Another movie-star and role model is Carrie Fisher. I own two of her autobiographies [and, of course, have reader neither… *sigh*] Wishful Drinking and The Princess Diarist. Isn’t it funny how an actor and character can become so synonymous?
To move from one strong, iconic Star Wars woman to another: Have you seen this? E.K. Johnston is writing a book all about Padmé Amidala, legendary badass who the films treated so badly. I’m so excited about this book, Star Wars: Queen’s Shadow. I really hope we’re going to see politicking and backroom dealing, and Padmé being the incredibly intelligent Queen she is.
“When Padmé Naberrie, “Queen Amidala” of Naboo, steps down from her position, she is asked by the newly-elected queen to become Naboo’s representative in the Galactic Senate. Padmé is unsure about taking on the new role, but cannot turn down the request to serve her people. Together with her most loyal handmaidens, Padmé must figure out how to navigate the treacherous waters of politics and forge a new identity beyond the queen’s shadow.”
Speaking of E.K. Johnston, I read one of her novels, A Thousand Nights, and really enjoyed her unique style of storytelling. I really want to read both Ahsoka (another Star Wars tie-in) and, the awesomely titled, Exit, Pursued by a Bear. Exit, Pursued by a Bear is a reference to a stage direction in Shakespeare’s The Winter’s Tale.

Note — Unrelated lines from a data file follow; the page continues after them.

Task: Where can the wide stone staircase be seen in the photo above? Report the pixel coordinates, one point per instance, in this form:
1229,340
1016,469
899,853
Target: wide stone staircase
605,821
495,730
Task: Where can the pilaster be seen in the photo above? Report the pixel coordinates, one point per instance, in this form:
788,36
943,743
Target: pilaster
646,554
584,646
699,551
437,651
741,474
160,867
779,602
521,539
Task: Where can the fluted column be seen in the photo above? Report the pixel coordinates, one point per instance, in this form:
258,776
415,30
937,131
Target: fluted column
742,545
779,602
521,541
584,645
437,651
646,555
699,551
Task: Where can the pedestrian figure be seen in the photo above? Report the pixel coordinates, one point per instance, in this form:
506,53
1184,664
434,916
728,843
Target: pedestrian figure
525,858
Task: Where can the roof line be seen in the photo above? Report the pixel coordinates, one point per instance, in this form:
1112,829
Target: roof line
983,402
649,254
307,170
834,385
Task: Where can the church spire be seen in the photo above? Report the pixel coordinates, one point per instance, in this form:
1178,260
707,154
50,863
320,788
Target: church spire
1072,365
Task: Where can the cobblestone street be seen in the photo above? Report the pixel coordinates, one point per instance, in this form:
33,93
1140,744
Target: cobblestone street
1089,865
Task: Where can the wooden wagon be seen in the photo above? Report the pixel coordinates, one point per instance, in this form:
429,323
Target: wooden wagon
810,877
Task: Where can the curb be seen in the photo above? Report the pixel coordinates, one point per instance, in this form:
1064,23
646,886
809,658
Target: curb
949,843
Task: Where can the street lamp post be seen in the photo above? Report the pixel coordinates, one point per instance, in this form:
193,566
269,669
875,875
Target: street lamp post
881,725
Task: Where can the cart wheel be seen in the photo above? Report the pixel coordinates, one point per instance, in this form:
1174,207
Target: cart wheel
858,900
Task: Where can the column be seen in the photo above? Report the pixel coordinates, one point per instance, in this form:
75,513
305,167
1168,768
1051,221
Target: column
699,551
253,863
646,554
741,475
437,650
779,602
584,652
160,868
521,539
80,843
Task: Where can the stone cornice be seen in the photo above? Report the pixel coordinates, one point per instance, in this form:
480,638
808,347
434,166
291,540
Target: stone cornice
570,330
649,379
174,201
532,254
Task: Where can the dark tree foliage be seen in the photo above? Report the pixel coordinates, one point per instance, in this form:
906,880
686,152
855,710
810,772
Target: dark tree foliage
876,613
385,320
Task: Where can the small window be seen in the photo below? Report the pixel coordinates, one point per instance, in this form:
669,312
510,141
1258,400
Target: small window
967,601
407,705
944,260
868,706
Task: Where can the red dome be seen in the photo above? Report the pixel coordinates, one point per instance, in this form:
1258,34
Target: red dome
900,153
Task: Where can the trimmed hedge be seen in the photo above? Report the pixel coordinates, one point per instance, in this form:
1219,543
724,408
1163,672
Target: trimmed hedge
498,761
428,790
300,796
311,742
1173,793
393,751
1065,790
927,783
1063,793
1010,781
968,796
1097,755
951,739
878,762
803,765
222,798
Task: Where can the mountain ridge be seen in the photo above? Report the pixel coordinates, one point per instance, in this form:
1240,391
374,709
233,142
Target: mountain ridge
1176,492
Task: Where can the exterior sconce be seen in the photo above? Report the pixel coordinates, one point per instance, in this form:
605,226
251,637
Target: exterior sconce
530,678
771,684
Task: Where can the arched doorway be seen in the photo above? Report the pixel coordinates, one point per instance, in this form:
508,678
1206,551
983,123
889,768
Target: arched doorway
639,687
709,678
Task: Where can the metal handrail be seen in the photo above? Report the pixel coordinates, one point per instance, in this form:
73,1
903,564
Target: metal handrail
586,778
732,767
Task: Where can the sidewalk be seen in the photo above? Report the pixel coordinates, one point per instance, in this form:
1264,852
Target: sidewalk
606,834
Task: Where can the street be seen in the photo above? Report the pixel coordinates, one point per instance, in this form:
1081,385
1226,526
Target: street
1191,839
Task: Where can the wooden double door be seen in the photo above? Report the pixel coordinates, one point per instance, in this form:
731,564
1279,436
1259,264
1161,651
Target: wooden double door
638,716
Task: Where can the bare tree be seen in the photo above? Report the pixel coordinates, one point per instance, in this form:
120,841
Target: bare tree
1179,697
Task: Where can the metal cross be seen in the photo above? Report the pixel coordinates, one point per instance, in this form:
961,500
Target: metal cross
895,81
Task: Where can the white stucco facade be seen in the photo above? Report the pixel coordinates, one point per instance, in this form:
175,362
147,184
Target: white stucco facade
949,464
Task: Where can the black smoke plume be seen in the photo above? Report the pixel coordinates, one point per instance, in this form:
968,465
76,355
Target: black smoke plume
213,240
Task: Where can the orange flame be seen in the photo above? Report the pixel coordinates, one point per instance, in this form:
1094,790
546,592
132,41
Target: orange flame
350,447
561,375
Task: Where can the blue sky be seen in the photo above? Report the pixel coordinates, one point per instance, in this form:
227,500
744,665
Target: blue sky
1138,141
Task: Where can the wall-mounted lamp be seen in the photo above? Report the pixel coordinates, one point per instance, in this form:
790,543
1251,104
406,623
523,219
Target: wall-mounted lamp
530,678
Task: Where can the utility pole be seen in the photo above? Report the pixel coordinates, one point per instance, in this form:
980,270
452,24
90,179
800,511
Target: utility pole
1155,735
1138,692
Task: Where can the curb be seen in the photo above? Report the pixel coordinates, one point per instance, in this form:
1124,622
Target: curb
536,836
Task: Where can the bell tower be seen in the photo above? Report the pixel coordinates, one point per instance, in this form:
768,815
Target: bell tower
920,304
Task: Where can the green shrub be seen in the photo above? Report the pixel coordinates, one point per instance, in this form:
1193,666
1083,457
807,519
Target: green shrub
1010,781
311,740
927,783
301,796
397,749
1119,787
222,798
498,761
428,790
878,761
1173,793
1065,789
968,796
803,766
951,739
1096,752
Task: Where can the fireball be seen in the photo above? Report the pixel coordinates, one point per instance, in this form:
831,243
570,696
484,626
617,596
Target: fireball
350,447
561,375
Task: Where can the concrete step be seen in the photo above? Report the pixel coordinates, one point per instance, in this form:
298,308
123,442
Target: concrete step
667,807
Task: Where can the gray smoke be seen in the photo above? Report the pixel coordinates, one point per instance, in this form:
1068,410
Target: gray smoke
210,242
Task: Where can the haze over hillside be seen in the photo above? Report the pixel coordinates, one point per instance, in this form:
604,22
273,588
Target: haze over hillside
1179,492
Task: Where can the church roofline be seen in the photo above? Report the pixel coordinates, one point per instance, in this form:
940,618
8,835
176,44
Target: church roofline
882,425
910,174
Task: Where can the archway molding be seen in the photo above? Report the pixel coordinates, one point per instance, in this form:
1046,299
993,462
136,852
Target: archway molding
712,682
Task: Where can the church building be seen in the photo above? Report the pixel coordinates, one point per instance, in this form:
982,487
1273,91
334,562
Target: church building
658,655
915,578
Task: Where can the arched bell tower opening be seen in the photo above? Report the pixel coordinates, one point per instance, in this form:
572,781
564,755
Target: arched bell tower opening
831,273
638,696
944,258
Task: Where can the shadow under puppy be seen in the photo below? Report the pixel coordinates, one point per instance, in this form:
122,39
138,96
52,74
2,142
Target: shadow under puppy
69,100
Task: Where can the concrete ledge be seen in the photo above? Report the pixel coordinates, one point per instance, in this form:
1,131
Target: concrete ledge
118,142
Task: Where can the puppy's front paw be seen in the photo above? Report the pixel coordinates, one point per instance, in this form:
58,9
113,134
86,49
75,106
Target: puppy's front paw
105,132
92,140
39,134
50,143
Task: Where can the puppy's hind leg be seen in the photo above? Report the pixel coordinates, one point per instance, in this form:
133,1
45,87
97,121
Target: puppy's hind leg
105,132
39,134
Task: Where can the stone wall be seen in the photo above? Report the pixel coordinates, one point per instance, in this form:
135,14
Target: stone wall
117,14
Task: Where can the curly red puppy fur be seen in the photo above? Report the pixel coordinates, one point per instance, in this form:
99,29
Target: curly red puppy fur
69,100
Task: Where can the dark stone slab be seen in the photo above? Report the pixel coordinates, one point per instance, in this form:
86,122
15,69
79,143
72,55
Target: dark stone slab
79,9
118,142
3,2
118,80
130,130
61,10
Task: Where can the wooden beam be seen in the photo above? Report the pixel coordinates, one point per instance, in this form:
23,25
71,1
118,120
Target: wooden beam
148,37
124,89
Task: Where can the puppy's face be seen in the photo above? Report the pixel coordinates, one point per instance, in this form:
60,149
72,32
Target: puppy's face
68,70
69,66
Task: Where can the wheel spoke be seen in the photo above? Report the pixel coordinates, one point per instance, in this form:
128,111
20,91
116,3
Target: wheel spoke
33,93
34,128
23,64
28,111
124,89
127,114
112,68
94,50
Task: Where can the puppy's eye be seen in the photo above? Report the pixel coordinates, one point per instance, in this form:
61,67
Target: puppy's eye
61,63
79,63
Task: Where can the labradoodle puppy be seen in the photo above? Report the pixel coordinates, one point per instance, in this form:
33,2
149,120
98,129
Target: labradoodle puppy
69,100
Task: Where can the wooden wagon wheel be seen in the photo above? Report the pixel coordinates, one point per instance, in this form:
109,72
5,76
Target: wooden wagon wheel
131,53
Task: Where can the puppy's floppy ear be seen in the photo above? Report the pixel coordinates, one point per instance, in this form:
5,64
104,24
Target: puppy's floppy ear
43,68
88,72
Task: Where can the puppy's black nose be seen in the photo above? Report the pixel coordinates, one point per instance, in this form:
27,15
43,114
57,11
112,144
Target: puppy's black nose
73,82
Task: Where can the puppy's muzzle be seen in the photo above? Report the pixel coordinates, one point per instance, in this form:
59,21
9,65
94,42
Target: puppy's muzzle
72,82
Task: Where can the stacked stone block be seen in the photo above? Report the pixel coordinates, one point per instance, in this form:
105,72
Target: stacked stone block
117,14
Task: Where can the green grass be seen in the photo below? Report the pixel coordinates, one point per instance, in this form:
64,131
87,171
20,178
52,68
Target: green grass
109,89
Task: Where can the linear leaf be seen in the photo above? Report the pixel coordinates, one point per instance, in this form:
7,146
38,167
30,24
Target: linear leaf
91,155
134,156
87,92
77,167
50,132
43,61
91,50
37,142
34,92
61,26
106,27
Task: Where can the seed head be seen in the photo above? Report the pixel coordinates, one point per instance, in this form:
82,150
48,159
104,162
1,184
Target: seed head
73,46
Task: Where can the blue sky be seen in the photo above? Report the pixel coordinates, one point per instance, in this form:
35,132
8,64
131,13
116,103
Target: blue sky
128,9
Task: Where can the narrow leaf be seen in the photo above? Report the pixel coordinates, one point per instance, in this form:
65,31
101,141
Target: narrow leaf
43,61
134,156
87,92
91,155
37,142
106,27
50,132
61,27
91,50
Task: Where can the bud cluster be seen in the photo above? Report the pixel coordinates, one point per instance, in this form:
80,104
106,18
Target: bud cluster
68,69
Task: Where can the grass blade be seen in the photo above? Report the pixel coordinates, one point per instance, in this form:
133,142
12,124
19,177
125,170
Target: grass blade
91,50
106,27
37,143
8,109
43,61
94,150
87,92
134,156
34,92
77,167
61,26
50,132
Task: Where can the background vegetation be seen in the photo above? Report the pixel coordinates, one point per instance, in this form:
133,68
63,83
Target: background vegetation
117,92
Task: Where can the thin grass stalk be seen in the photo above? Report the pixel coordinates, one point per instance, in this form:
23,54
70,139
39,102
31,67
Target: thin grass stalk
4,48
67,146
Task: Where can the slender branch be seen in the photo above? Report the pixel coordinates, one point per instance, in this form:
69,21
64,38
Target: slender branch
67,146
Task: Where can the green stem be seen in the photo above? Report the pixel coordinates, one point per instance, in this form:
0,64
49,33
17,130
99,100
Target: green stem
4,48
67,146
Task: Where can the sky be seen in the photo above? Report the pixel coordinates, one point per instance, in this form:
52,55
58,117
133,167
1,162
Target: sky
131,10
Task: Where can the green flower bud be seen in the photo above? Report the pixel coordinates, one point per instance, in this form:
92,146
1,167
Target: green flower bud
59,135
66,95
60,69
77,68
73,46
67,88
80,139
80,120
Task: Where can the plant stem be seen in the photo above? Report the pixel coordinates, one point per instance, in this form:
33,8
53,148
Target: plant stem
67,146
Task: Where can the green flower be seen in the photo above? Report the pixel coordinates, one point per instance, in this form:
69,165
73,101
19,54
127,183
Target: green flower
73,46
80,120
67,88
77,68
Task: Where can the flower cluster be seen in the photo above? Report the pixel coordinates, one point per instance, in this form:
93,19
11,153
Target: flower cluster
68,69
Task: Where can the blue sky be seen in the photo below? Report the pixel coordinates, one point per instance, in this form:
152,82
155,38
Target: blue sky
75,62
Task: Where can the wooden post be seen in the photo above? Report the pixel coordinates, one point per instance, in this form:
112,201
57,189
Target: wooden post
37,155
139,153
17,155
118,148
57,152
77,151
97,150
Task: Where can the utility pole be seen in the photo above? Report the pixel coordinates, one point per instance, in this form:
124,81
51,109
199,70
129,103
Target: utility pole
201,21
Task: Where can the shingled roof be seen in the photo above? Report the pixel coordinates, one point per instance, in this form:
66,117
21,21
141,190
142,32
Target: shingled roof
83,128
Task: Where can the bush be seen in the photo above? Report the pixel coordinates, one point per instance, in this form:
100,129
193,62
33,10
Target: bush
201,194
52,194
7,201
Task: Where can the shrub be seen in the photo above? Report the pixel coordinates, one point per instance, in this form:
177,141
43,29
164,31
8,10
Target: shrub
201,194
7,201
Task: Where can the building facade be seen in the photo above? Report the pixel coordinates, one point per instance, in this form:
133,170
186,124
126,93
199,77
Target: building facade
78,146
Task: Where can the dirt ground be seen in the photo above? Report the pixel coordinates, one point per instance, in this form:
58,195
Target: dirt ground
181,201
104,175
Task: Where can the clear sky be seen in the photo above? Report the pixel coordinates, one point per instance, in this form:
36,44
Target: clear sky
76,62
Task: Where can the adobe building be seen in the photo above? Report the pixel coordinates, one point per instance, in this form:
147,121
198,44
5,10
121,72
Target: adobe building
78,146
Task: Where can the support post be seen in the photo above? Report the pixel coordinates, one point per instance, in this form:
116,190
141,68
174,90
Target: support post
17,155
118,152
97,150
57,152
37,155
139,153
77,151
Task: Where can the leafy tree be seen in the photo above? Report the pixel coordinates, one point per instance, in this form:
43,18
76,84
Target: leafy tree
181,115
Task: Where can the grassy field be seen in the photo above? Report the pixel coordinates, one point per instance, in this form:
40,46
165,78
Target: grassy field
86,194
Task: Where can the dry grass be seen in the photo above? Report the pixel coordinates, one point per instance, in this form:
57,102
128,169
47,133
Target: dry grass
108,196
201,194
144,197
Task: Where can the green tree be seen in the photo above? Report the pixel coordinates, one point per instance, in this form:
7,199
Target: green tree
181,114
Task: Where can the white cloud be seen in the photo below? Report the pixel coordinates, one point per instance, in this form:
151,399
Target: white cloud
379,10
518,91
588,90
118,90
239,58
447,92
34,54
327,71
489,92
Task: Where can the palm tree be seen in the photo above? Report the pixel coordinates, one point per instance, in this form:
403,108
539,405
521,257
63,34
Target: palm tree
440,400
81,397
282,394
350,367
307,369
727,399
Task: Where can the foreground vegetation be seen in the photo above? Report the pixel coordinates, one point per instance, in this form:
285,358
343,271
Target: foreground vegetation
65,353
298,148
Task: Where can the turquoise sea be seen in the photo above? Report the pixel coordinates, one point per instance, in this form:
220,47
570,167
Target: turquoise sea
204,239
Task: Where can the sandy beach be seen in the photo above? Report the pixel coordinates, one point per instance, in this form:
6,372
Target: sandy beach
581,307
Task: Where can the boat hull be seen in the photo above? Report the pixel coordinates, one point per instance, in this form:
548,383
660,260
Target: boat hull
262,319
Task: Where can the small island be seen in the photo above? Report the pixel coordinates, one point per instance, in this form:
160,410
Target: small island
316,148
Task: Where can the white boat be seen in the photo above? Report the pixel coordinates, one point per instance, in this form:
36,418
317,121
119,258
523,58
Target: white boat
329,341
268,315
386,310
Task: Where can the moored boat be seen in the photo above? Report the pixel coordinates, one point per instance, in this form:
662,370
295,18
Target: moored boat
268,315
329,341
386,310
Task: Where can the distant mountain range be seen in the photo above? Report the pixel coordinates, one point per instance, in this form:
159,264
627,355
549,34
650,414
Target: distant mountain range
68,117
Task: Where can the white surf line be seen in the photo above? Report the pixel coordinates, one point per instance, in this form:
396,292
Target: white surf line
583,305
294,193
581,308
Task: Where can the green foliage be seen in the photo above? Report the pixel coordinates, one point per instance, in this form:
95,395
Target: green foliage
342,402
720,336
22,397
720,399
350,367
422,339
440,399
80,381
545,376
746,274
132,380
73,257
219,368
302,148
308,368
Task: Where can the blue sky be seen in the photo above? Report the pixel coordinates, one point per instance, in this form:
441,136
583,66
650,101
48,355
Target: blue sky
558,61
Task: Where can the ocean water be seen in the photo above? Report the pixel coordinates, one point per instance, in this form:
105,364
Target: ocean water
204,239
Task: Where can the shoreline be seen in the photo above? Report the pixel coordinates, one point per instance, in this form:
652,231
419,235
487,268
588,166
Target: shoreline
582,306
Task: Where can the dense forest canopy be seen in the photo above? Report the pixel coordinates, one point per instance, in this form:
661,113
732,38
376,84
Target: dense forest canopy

[Review of A Thousand Nights]
The Queens of Innis Lear takes a little more obvious inspiration from a Shakespeare play, retelling King Lear. This time it puts the three sisters front and centre. It’s a complicated, beautifully messy world and each sister is complex and full of contradictions.
[Review of The Queens of Innis Lear]
After reading The Queens of Innis Lear I’ve been keen to read more of Tessa Gratton’s books. I’m incredibly excited to read Strange Grace, which come out this month.
“Once, a witch made a pact with a devil. The legend says they loved each other, but can the story be trusted at all? Find out in this lush, atmospheric fantasy novel that entwines love, lies, and sacrifice.”
In the meantime I’ve started on her back-catalogue. The one that most jumped out at my was The Lost Sun, the first in The United States of Asgard trilogy.
And finally, if you’re interested in a Norse-mythology-infused contemporary world, you definitely have to read the Magnus Chase trilogy by Rick Riordan. In fact, even if you’re not interest now, go read it anyway, you soon will be. It starts with The Sword of Summer.